Tyle na początek, bo Antoni Macierewicz, minister obrony narodowej, zastrzega, że ze względu na potrzeby armii i narodowego bezpieczeństwa w kwestii pozyskania nowych helikopterów nie powiedział jeszcze ostatniego słowa.
Na zarzut politycznej opozycji, że MON łamie przetargowe procedury przewidziane dla wojskowych inwestycji, wiceminister Bartosz Kownacki ma odpowiedź: unijne prawo pozwala w przypadku zakupów uzasadnionych ważnym interesem bezpieczeństwa państwa zawieszać święte w UE reguły konkurencyjności.
PZL Mielec gotów
Janusz Zakręcki, prezes mieleckiej spółki, wykluczonej z ostatniego przetargu na śmigłowce wielozadaniowe (zdaniem ówczesnego szefa MON Tomasza Siemoniaka producent nie spełnił warunku, bo oferował black hawki nieuzbrojone), zapewnia, że jest gotów dostarczyć pierwsze dwie maszyny jeszcze w tym roku. Dostawa ośmiu kolejnych śmigłowców w 2017 r. też nie powinna być problemem.
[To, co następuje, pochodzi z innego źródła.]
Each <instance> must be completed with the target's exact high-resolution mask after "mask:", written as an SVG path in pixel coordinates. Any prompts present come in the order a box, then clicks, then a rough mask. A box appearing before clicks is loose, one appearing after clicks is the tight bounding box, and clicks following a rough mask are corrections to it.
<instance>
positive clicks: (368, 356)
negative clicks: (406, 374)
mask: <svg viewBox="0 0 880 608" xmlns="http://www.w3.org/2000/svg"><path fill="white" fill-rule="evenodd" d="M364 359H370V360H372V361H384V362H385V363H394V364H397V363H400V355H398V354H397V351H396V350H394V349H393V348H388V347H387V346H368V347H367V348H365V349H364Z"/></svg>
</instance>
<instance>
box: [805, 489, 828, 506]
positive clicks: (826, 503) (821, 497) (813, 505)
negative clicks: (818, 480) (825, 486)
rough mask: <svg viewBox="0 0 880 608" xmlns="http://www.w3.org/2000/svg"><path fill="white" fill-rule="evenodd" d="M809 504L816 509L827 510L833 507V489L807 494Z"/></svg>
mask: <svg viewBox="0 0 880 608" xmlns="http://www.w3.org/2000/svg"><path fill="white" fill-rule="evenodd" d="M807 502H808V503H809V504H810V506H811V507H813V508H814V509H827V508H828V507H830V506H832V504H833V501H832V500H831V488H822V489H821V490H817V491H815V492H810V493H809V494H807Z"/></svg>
Zatrudniający 1600 pracowników PZL Mielec utrzymuje w ruchu linię produkcyjną końcowego montażu, centrum wykończeniowe i lotnicze centrum operacyjne, zdolne do produkowania 24 helikopterów rocznie. Zakręcki twierdzi, że w razie potrzeby może szybko zwiększyć moce produkcyjne.
Od 2009 roku PZL Mielec zrobił i kompleksowo przetestował 39 helikopterów. Sprzedane za granicę służą przede wszystkim w formacjach policyjnych i porządku publicznego pięciu krajów.